The cover of the popular science book The Glass Bathyscaphe (Alan Macfarlane & Gerry Martin) shows a picture of Alexander The Great in what looks like a big bottle under the sea tied to a teeny, tiny boat. It is a striking image which promises much – as does the subtitle : How Glass Changed The World. The book does tell in a pretty succinct manner why the authors think the invention of glass, in particular window glass, was so important. However the promise of the cover is never reached. For one, the image is never discussed, nor is any kind of bathyscaphe or submersible glass vehicle. Just think, a bloke, in a bottle , under the sea!!!!
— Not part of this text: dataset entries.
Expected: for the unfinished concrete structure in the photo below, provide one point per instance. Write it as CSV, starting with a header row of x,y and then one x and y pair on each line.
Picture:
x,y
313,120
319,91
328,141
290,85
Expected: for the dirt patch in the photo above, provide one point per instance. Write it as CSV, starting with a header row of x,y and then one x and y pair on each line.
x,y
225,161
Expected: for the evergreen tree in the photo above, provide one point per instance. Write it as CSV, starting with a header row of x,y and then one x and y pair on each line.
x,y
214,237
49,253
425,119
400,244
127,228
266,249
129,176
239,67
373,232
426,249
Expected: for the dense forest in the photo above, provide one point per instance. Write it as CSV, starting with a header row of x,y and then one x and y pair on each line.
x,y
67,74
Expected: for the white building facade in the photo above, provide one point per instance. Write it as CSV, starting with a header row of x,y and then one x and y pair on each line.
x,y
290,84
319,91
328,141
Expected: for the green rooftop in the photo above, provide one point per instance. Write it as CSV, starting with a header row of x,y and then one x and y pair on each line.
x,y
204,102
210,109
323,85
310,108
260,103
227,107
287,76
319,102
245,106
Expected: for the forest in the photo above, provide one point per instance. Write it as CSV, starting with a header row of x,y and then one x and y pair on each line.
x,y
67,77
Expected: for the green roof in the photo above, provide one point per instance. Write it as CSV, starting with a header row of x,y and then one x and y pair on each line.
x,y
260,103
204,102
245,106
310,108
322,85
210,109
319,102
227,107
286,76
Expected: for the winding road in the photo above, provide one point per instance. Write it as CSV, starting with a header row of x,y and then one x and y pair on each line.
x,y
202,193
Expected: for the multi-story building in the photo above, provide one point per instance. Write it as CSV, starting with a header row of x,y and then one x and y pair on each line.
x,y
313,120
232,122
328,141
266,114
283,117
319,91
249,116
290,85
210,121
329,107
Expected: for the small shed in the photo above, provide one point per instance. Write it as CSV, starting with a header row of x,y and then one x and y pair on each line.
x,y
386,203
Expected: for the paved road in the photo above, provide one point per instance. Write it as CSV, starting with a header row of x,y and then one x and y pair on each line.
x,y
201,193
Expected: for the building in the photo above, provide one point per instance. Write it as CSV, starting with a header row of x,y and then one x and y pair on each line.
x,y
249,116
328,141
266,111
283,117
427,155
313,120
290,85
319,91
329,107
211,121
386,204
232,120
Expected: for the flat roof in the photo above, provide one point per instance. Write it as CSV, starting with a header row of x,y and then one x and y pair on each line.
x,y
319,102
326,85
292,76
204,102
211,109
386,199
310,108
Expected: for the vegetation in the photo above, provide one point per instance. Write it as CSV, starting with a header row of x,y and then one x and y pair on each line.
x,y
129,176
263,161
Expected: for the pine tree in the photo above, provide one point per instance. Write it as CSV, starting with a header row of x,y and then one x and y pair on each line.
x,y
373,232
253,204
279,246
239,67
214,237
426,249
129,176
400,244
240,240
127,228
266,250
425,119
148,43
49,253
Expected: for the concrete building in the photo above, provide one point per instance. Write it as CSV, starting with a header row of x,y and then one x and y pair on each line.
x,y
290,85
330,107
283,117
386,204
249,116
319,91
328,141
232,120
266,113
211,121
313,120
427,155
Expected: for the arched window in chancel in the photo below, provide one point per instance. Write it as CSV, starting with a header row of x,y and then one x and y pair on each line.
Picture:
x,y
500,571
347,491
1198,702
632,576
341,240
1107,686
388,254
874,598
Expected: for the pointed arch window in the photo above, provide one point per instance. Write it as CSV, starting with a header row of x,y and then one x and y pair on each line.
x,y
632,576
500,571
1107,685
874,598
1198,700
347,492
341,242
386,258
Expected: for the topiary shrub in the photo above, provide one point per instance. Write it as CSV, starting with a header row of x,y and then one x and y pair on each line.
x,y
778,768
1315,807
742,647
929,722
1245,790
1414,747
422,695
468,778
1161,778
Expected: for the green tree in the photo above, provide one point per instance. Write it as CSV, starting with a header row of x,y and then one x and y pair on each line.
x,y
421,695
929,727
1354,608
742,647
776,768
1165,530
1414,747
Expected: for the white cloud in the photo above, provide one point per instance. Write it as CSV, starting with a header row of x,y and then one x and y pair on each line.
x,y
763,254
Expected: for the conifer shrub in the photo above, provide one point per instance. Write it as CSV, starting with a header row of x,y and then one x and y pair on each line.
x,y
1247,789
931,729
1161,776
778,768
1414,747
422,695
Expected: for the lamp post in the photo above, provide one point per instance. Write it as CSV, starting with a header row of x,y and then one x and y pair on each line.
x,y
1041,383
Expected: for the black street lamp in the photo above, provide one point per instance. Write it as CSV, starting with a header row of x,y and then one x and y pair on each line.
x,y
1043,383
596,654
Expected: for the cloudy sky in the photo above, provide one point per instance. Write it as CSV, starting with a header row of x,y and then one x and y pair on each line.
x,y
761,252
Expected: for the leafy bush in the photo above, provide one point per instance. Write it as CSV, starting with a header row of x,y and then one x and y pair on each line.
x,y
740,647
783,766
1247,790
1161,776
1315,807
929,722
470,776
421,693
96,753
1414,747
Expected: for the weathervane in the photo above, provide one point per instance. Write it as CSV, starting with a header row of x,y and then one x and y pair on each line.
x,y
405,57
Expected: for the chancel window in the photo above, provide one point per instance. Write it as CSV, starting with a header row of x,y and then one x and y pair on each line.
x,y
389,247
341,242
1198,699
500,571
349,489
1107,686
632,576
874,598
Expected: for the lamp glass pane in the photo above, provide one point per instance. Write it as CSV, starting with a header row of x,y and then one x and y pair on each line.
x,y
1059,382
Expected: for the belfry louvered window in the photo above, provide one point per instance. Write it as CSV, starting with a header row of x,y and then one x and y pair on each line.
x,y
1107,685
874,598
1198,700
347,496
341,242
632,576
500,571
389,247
(It strikes me that a classic version of the old fruit in a bottle trick could be done with a human. If a baby is placed in a bottle at a young age and then fed through the top, you could do a real version of the old contorsionist classic when it grew up. Possibly a bit cruel.)
Anyway the argument developed in this pretty big print two hundred page “history” is that without glass there would be no science. Some of the argument is obvious, without glass we would have no lenses and hence no telescopes. But the book goes a little nuts when it runs down the list of the twenty most important experiments ever, proudly explaining how glass was implicated in seventeen of them. Well, I remember the conical flasks and those whirly distillation tubes in Frankenstein were made of glass and that must of been a pretty important experiment.
The problem with the book is that it spends too much time self loathing because of its obvious ideas. The suggestion is that workable, see-through glass was absolutely necessary for the renaissance to happen, and it makes pretty good case. But then it feels guilty for calling all those other great cultures around the world that didn’t have the renaissance thick. But then it says that, well they were a bit thick – all they ever used glass for was vases. Nowhere illustrates this better than the chapter on spectacle use in China and Japan.
This chapter is a mish-mash of half arsed speculation and prejudice. The authors first note the large incidence of myopia in the China and Japan. It then attempts to implicate the use of paper for windows for people squinting more. But there is more. Because they did not have the camera obscura, they never developed representational art. Instead they developed symbolic art which was refined in the importance on calligraphy. Which required more close study. And they didn’t have corrective lenses. And it might be genetic, but that hasn’t anything strictly to do with glass. Except maybe they were genetically too thick to develop glass…
In the end the authors are stuck between saying the obvious and developing ludicrous hypotheticals (which are not even as entertaining as Alexander The Great in a bottle). What it boils down to is “Glass is see through and inert. How useful”. Glass may have changed the world, this book won’t.